In each group 6% had a confirmed viral rebound above 1000 copies. Among the 14 people with a confirmed rebound above 1000 copies in the DTG group, 4 (29%) had one or more major DTG resistance mutations detected. No one with a 1000-or-over rebound in the DRV/r group had a major DRV or DTG resistance mutation detected.
Viral load outcomes were similar with DTG and DRV/r regardless of whether participants got randomized to ZDV or TDF. Nor did virologic results differ much in people who started second-line therapy with a viral load above 100,000 copies or with 0 or 1 predicted active NRTI. There was a nonsignificant trend to worse virologic response to DTG in people who began second-line therapy with a CD4 count below 200. DTG and DRV/r regimens performed similarly in women and men.
Only 1 person in each treatment arm left the study because of an adverse event, and fewer than a dozen in each group had a serious adverse event.

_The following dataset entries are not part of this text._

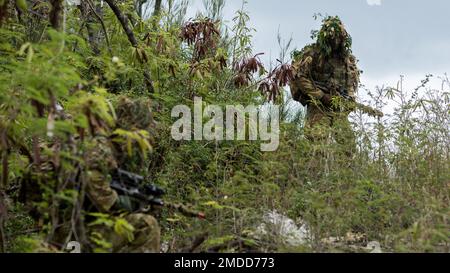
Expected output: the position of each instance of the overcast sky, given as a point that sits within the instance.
(390, 37)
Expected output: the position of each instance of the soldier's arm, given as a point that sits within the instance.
(100, 161)
(303, 81)
(353, 74)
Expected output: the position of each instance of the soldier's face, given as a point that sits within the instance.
(337, 43)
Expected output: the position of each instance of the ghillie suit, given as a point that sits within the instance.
(100, 161)
(322, 72)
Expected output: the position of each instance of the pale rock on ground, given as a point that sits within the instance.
(274, 223)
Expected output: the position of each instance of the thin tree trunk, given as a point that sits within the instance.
(56, 13)
(124, 22)
(157, 9)
(3, 185)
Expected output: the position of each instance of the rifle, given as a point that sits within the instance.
(351, 102)
(148, 195)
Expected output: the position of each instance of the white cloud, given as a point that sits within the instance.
(374, 2)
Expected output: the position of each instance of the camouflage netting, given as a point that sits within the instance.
(333, 32)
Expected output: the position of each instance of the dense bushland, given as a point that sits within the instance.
(84, 59)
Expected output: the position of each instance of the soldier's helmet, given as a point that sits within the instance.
(333, 35)
(134, 114)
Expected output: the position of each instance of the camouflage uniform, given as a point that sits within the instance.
(101, 160)
(321, 70)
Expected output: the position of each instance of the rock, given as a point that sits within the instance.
(374, 247)
(286, 230)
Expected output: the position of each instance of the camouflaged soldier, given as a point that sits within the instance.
(101, 162)
(322, 72)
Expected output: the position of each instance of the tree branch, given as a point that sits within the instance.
(124, 22)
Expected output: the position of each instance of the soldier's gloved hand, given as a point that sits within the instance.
(326, 100)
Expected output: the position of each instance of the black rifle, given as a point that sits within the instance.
(343, 93)
(134, 186)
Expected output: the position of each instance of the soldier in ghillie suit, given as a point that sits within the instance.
(102, 159)
(324, 73)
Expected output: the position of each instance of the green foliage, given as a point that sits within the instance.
(394, 189)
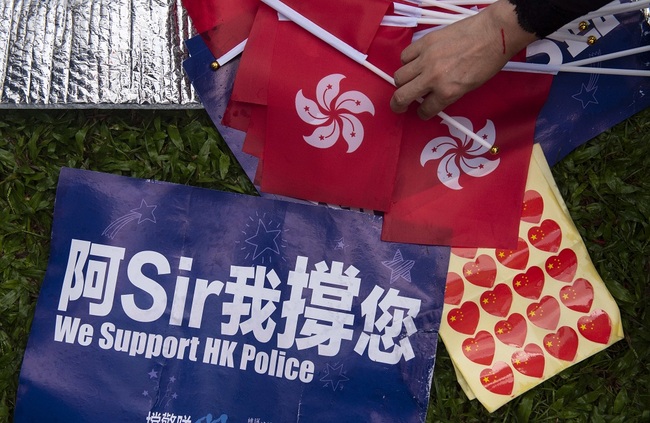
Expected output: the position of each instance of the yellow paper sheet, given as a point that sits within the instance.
(514, 318)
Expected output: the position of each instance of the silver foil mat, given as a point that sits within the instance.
(94, 53)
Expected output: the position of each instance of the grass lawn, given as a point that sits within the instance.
(605, 183)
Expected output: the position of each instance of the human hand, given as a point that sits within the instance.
(447, 63)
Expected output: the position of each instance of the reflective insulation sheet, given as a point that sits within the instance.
(94, 54)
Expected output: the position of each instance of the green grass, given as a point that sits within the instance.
(606, 184)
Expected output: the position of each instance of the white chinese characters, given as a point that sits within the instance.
(314, 308)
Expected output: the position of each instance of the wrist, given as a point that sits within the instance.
(505, 21)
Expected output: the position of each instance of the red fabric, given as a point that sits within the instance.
(329, 160)
(223, 24)
(250, 88)
(256, 133)
(486, 211)
(252, 79)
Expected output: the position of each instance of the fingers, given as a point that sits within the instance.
(435, 103)
(408, 81)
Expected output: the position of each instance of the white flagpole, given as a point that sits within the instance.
(543, 68)
(357, 56)
(610, 56)
(234, 52)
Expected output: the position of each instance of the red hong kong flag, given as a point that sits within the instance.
(450, 189)
(223, 24)
(331, 136)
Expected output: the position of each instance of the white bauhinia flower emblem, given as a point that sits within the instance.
(334, 114)
(461, 154)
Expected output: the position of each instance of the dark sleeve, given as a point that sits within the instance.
(542, 17)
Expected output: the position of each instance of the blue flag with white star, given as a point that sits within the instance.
(581, 106)
(168, 303)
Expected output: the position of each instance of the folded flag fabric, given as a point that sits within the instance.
(515, 317)
(168, 303)
(451, 190)
(331, 136)
(223, 24)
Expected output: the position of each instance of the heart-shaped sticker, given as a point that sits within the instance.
(454, 288)
(546, 237)
(512, 331)
(464, 319)
(497, 302)
(545, 314)
(562, 266)
(480, 349)
(514, 259)
(530, 283)
(468, 253)
(529, 361)
(498, 379)
(579, 296)
(562, 344)
(597, 327)
(481, 272)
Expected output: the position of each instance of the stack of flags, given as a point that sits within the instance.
(309, 119)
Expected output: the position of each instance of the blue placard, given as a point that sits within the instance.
(165, 303)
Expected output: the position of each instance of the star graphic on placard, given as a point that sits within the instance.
(399, 267)
(334, 376)
(145, 212)
(586, 96)
(141, 214)
(264, 240)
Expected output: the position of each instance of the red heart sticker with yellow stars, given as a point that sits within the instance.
(533, 207)
(529, 284)
(464, 319)
(562, 266)
(481, 272)
(530, 361)
(454, 289)
(499, 379)
(512, 331)
(514, 259)
(546, 237)
(579, 296)
(562, 344)
(480, 349)
(497, 302)
(545, 314)
(597, 327)
(468, 253)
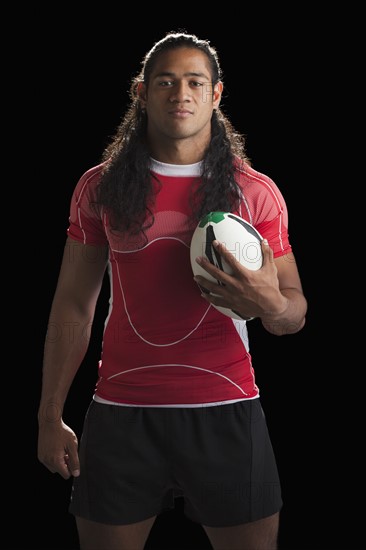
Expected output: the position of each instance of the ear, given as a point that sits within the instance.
(142, 93)
(218, 88)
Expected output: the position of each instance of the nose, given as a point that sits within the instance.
(180, 92)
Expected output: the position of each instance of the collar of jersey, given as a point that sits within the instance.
(175, 170)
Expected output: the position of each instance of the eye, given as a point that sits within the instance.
(166, 83)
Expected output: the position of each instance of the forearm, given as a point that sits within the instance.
(66, 344)
(290, 317)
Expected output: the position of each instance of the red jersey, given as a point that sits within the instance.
(163, 345)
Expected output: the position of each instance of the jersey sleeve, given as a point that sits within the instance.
(86, 220)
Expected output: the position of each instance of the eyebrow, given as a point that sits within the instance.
(167, 73)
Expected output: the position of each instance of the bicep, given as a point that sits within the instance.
(287, 272)
(81, 274)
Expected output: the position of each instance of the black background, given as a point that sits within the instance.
(74, 74)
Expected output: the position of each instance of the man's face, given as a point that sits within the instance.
(179, 99)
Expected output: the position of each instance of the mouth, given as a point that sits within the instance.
(180, 113)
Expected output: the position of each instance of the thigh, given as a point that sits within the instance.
(257, 535)
(227, 466)
(123, 473)
(99, 536)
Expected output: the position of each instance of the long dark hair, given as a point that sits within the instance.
(126, 187)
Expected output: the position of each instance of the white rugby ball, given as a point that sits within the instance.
(238, 236)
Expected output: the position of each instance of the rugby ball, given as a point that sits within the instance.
(238, 236)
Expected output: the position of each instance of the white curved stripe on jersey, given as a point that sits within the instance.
(125, 304)
(178, 365)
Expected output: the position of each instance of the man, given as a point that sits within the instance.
(176, 409)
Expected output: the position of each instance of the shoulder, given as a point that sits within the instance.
(91, 177)
(248, 176)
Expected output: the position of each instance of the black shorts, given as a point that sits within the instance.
(136, 460)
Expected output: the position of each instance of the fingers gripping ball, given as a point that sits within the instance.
(239, 237)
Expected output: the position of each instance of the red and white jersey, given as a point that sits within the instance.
(163, 345)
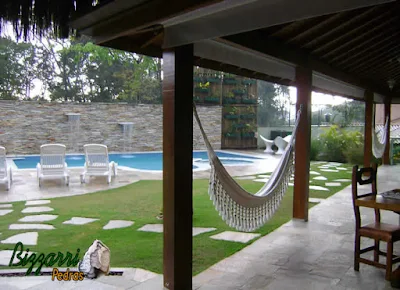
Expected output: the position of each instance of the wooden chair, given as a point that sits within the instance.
(377, 231)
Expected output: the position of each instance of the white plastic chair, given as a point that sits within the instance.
(52, 163)
(282, 143)
(5, 170)
(268, 144)
(97, 162)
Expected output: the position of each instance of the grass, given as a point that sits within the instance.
(141, 202)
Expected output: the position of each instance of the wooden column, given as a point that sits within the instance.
(369, 106)
(302, 145)
(386, 154)
(177, 166)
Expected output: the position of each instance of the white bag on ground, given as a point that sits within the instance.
(95, 260)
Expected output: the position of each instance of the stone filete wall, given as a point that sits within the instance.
(24, 126)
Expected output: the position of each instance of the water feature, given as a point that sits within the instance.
(73, 134)
(127, 132)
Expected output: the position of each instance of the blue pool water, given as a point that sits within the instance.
(141, 161)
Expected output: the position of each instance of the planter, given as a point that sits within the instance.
(232, 135)
(248, 135)
(239, 92)
(229, 116)
(211, 100)
(213, 80)
(229, 101)
(248, 116)
(201, 90)
(249, 101)
(248, 82)
(230, 81)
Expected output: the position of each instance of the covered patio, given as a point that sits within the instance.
(347, 48)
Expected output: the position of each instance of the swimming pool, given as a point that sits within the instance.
(142, 160)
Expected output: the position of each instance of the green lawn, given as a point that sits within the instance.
(141, 202)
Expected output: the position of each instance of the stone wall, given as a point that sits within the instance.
(24, 126)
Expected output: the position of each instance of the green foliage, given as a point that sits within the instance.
(340, 145)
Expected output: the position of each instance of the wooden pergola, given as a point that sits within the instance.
(344, 47)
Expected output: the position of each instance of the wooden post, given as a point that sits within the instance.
(302, 145)
(177, 166)
(386, 154)
(369, 98)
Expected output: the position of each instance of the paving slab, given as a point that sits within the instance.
(320, 178)
(37, 209)
(117, 224)
(332, 184)
(79, 221)
(154, 228)
(38, 218)
(315, 173)
(198, 230)
(330, 170)
(37, 202)
(235, 237)
(316, 187)
(5, 211)
(29, 238)
(30, 227)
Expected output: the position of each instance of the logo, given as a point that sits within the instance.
(49, 260)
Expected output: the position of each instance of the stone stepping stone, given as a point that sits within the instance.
(261, 180)
(38, 218)
(246, 177)
(235, 237)
(37, 202)
(343, 180)
(37, 209)
(330, 170)
(197, 231)
(29, 239)
(263, 176)
(117, 224)
(79, 221)
(316, 187)
(333, 184)
(315, 173)
(30, 227)
(315, 200)
(5, 211)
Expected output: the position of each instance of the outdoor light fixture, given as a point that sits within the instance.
(391, 83)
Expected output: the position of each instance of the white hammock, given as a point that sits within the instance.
(240, 209)
(379, 140)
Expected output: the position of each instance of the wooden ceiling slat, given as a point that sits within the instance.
(339, 30)
(363, 37)
(366, 54)
(309, 34)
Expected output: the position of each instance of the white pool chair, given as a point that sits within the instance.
(97, 162)
(282, 143)
(268, 144)
(5, 170)
(52, 163)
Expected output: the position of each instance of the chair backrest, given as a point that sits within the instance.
(52, 156)
(362, 176)
(3, 163)
(96, 155)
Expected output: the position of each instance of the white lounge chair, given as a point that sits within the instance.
(52, 163)
(282, 143)
(268, 144)
(97, 162)
(5, 170)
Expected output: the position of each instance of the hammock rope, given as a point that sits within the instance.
(379, 140)
(240, 209)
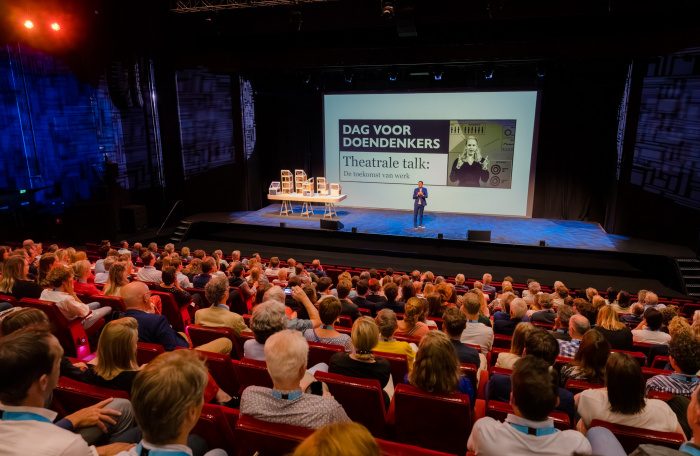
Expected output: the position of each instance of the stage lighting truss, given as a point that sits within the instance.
(193, 6)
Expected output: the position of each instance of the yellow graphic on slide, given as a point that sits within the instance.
(481, 153)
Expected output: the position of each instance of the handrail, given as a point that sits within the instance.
(168, 217)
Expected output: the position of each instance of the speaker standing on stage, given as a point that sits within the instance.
(419, 196)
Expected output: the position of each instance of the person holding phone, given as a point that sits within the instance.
(420, 194)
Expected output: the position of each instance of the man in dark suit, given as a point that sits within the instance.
(518, 307)
(420, 194)
(361, 301)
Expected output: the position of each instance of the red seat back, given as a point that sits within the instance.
(200, 335)
(631, 437)
(257, 437)
(253, 372)
(70, 334)
(146, 352)
(397, 363)
(322, 353)
(450, 415)
(500, 410)
(361, 398)
(178, 317)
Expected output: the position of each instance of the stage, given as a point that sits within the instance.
(579, 250)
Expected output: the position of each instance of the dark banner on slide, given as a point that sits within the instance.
(466, 153)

No one assigned to DTG and 2 (0.9%) assigned to DRV/r had an estimated glomerular filtration rate drop below 60 mL/min.
The NADIA team believes the noninferiority of DTG to DRV/r as second-line therapy in a public-health setting supports WHO advice to use DTG for second-line treatment. Specifically, they argued that these findings endorse the safety of a "programmatic switch of patients from [efavirenz] to DTG in settings without pre-switch viral load and resistance testing." But the researchers cautioned that "cases of DTG high-level resistance can occur" with this strategy. They see a need for more data on the risk of accumulating resistance to integrase inhibitors with the public-health approach.
Reference
1. Paton N, Musaazi J, Kityo CM, et al. Nucleosides and darunavir/ dolutegravir in Africa (NADIA) trial: 48 wk primary outcome. CROI 2021, Conference on Retroviruses and Opportunistic Infections, March 6-10, 2021. Abstract 94LB.